In a sociological tradition stretching back to Durkheim, the city represents the apogee of alienated life, with residents adopting a variety of strategies to cope with their anonymity and to preserve their privacy amidst multitudes of other residents. Especially important are techniques for managing contact in public transportation—trains, buses and subways—where interactions are simultaneously intimate and anonymous. Those strategies include ways of looking, but also a variety of technologies that urban-dwellers adopt to avoid contact with others: newspapers, books, and, in more recent decades, a variety of technological devices, including MP3 players and smartphones.

But while analysis of these techniques and technologies has revolved around avoiding contact, it may be more useful to think of them as techniques for relating to the anonymous city—for initiating contact through differentiated interactions. All of these technologies, including subways, books, buses and smartphones, can be said to enable a certain construction of place: a networked knowledge of the city that connects to people and space in particular ways. As we become more urban, these technologies are quite likely to increase.  The future, then, may bring new excesses of anomie, but it will also result in new ways of networking to place and people.

This is certainly the case with Korea’s largest city (Seoul) and its second-largest (Busan), both with highly-developed subway systems and ubiquitous computing infrastructures that ensure that residents will never spend an instant unplugged from various social networks, even as they navigate complex, transportation networks above and below ground. Living in the city means initiating and managing relationships in time and space while in constant motion. Some analysis has suggested a “bang” (room) culture that constructs a variety of “third spaces” between home, work and school, but the ubiquity of online social networks means that these liminal spaces can also be mobile--appended to the cityscape during the course of everyday perambulation. 
 
This is particularly evident in the profusion of social networking software and social apps available for smartphones, including ones available for setting up bling dates  (소개팅)and managing appointments, locative mobile social networking (LMSN) utilizing GPS in order to pinpoint friends and potential contacts amidst an urban scape, as well as locational games that overlay the Korean city with digital game networks. These can mean novel ways of associating, and even new forms of politics. For example, the candlelight vigils following the liberalization of beef imports in 2008 have been seen as a watershed in Korean politics because they involved a preponderance of school-aged girls, and because they were organized through online social networking.

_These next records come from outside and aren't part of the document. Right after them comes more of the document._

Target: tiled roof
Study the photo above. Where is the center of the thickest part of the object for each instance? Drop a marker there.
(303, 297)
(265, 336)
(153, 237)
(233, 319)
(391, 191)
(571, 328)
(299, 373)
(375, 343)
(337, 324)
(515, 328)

Ultimately, this may say something about the development of urban living as not only a contemporary phenomenon, but as a bellwether for urban futures around the world. However, the profusion of applications and the near-universality of the hand-set in Korean life don’t necessarily signal a “break” with the past and the emergence of a new way of urban living. Rather, the focus on the network discloses the networked character of the city, as shifting assemblages of connected urban systems rather than as a static tableau of spaces. Life networked to the city through the smartphone doesn’t so much initiate new forms of living as re-invent the urban as the elaboration of networked technologies—as the creation of new lines of flight focused on transportation and communication technologies. 
 
This has important consequences for the study of the future. First, the profusion of smartphone applications and social networking suggests an immanent social critique—the projection of a utopian ideal over the grit of the real city. That is, the popularity of these forms of networked socialites suggests the production of multiple “invisible cities” over the existing one, the analysis of which may suggest the direction of urban futures. Second, although the Korean city construed as an assemblage of transportation and communication suggests ways of living and interacting that may be particularly Korean, it also signals urban futures for other parts of the world where these systems are not yet as developed, including urban spaces in the United States where IT infrastructures have not yet reached the level of integration of Korean cities.